Наконец заговорил Весельчак:

— Гм! Все это очень печально, дружище, ничего не могу больше прибавить сейчас, — сказал он и потряс головой. — Вы взялись за дело почти невозможное, шансов на успех у вас почти нет. Человек не больше песчинки, когда он затерян в безмерных пространствах пустыни. Кто знает, если он даже и жив, где он теперь находится? Вы будете искать его в одном месте, а он переедет в другое. Однако я намереваюсь сделать вам предложение, которое, я думаю, должно быть вам выгодно.

— Друг мой, я могу сказать, какое предложение вы хотите мне сделать, я знал его прежде, чем вы подумали о нем. Я заранее благодарю вас и принимаю его, — живо проговорил, перебивая его, француз.

— Итак, решено. Мы едем вместе в земли апачей.

— Да, — подтвердил француз.

— Слава Тебе, Господи! Ты не забыл еще обо мне. Едва я разлучился с Чистым Сердцем, как Богу было угодно, чтобы я встретил такого друга, как вы.

— Кто такой Чистое Сердце, о котором вы упомянули?

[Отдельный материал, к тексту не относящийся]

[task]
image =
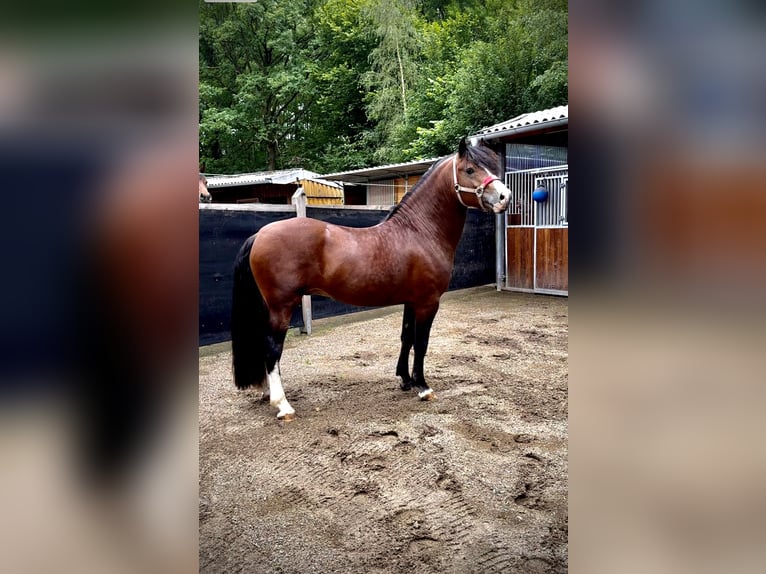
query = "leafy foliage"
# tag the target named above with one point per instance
(330, 85)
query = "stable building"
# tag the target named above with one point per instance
(533, 238)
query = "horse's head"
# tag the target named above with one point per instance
(204, 194)
(473, 175)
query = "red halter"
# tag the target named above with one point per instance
(479, 191)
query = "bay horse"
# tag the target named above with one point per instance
(406, 259)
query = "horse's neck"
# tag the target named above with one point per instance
(433, 211)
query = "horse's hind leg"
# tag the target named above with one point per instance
(276, 394)
(408, 339)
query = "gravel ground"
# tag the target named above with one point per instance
(367, 478)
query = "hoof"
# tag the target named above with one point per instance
(427, 395)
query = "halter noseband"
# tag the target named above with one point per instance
(479, 191)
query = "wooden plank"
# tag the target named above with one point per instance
(553, 258)
(520, 257)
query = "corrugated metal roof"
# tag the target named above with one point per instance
(526, 122)
(280, 176)
(382, 172)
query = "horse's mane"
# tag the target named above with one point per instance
(481, 155)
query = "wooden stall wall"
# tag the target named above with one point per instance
(318, 193)
(553, 258)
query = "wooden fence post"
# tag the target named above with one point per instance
(299, 201)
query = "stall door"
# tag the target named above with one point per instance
(537, 233)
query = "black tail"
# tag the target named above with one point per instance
(249, 323)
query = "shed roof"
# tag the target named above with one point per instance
(532, 121)
(281, 176)
(382, 172)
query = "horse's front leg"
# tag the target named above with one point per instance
(423, 321)
(408, 339)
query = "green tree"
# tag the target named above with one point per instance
(254, 80)
(394, 69)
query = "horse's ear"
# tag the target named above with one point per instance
(462, 147)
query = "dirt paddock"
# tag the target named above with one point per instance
(367, 478)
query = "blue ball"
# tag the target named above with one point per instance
(540, 194)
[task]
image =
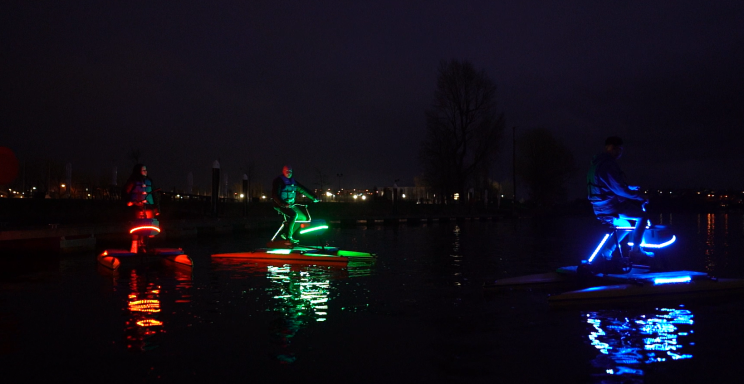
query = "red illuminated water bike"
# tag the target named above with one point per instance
(142, 229)
(308, 230)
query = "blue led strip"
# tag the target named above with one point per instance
(601, 243)
(662, 245)
(671, 280)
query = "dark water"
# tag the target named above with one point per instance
(418, 315)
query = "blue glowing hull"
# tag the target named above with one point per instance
(649, 292)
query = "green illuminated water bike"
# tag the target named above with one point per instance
(310, 231)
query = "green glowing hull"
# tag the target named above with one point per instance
(301, 253)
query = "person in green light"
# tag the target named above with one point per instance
(283, 192)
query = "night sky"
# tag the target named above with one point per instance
(342, 86)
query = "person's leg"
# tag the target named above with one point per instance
(293, 222)
(634, 211)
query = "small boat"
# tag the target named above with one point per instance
(287, 251)
(111, 258)
(143, 230)
(652, 289)
(301, 253)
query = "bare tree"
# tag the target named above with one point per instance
(545, 165)
(135, 154)
(464, 129)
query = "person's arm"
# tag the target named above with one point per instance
(306, 191)
(614, 180)
(277, 186)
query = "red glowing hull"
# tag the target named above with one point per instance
(111, 258)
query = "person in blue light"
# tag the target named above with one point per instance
(611, 196)
(283, 192)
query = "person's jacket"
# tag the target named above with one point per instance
(284, 191)
(606, 186)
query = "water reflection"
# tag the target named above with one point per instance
(145, 325)
(456, 255)
(300, 294)
(628, 341)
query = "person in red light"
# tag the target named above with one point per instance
(138, 194)
(283, 192)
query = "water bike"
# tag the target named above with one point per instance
(142, 229)
(308, 229)
(610, 263)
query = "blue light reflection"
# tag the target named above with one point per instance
(627, 342)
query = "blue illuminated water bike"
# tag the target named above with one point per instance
(612, 253)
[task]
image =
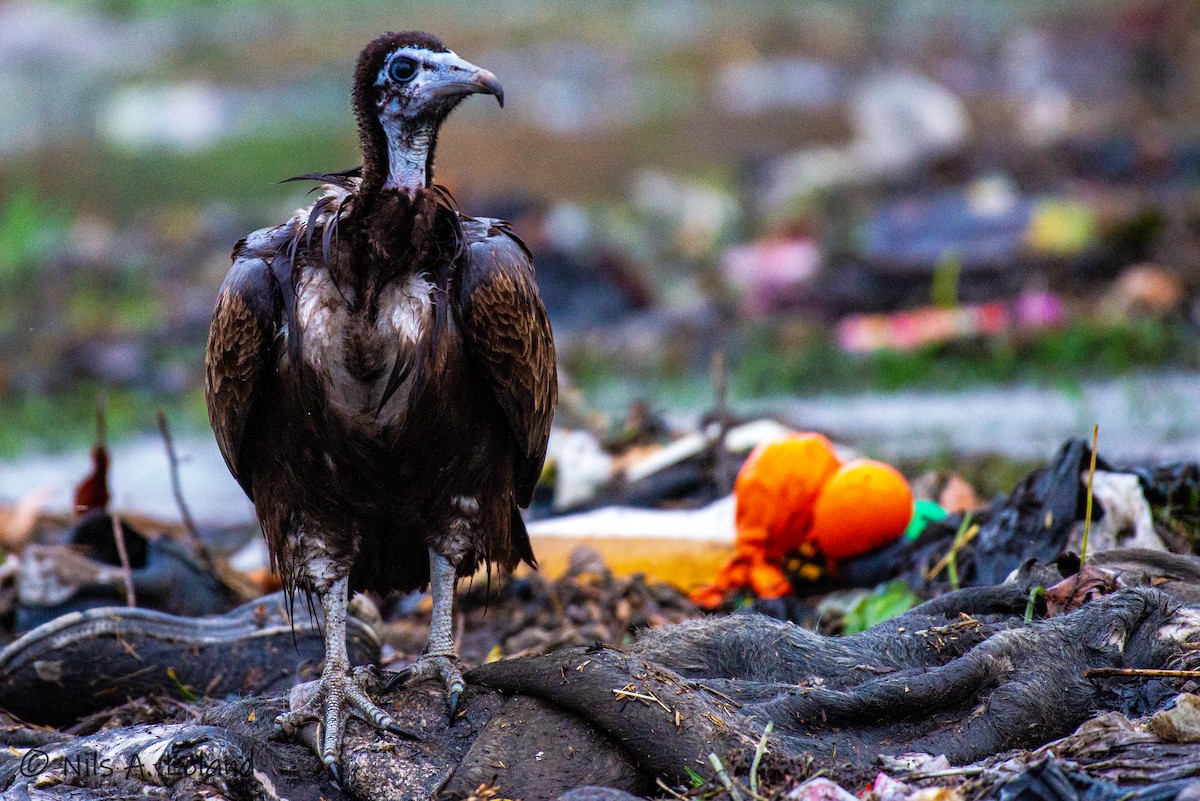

— Это друг, с которым я жил много лет и которого вы когда-нибудь узнаете. Итак, с Божьей помощью, на рассвете мы тронемся в путь.

— Когда вам угодно!

— Я назначил Орлиной Голове свидание в двух днях пути отсюда и едва ли ошибусь, если скажу, что он давно уже ждет меня.

— Но что вы будете делать в землях апачей?

— Не знаю еще. Орлиная Голова просил меня сопровождать его, вот я и еду. Обычно я не стараюсь выведать у друзей об их планах больше, чем они сами считают нужным сказать мне. Благодаря этому и они, и я чувствуем себя менее связанными.

— Совершенно верно, мой дорогой Весельчак. Но так как нам придется жить вместе, как, по крайней мере, я надеюсь…

— И я также.

— … то, — продолжал француз, — вам следовало бы узнать мои имя и фамилию, которые я до сих пор не назвал вам.

— Это все равно, я дам вам другое имя, прозвище, если вам нужно сохранить инкогнито.

— Инкогнито для меня вовсе не нужно, я — граф Луи де Пребуа-Крансе.

Весельчак вскочил с места, как бы подброшенный пружиной, снял свою меховую шапку и почтительно поклонился своему новому другу.

— Простите меня, граф, — проговорил он, — я слишком фамильярно позволил себе обращаться к вам. Если бы я знал, с кем имею честь говорить, я бы, разумеется, воздержался от этого.

— Весельчак, Весельчак, — с печальной улыбкой проговорил граф, схватив его за руку, — разве так следует начинаться нашему знакомству? Здесь двое нас, готовых вести совершенно одинаковую жизнь, подвергаться одним и тем же опасностям, встретиться с одними и теми же врагами. Так оставим же глупым жителям городов эти нелепые сословные разграничения, которые не имеют для нас никакого значения, станем друг другу братьями, открыто, честно, всей душой. Пусть я буду для вас только Луи, ваш лучший друг, а вы для меня будете Весельчаком, отважным лесным охотником.